Eutimesius

Scientific classification
- Domain: Eukaryota
- Kingdom: Animalia
- Phylum: Arthropoda
- Subphylum: Chelicerata
- Class: Arachnida
- Order: Opiliones
- Superfamily: Gonyleptoidea
- Family: Stygnidae
- Subfamily: Heterostygninae
- Genus: Eutimesius Roewer, 1913
- Type species: Eutimesius simoni Roewer, 1913
- Species: See text
- Diversity: 5 species

= Eutimesius =

Genus of harvestmen/daddy longlegs

Eutimesius is a genus of harvestmen in the family Stygnidae with five described species (as of 2024).
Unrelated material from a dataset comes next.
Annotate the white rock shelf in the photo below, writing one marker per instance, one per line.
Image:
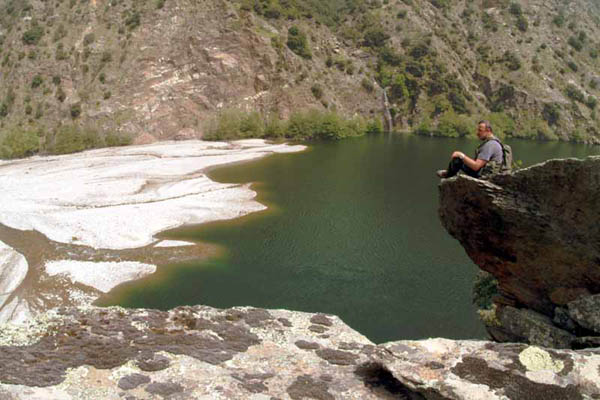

All species are found in South America.

==Description==
The genus Eutimesius was described by Roewer, 1913, with the type species Eutimesius simoni Roewer, 1913. They are diagnosed by the cephalothorax with one enlarged eminence; dorsal scute with white spots; area III with two spines; and the penis with distal U-shaped cleft, ventral plate narrow and long at base; stylus with dorsal process and the basal half of the glans membranous (See Pinto-da-Rocha, Machado & Giribet, 1997)

==Species==
These species belong to the genus Eutimesius:
- Eutimesius albicinctus (Roewer, 1915) – Venezuela (Mérida).
- Eutimesius ephippiatus (Roewer, 1915) – Colombia (Quindío).
- Eutimesius ornatus (Roewer, 1943) – Colombia (Cundinamarca); Venezuela(Táchira).
- Eutimesius punctatus (Roewer, 1913) – Venezuela (Mérida).
- Eutimesius simoni Roewer, 1913 – Brazil (Amazonas); Colombia (Putumayo); Ecuador (Sucumbíos, Los Ríos); Peru (Loreto).

==Etymology==
The genus is Masculine. From Greek εὖ (rightful, proper, good) + pre-existing genus Timesius.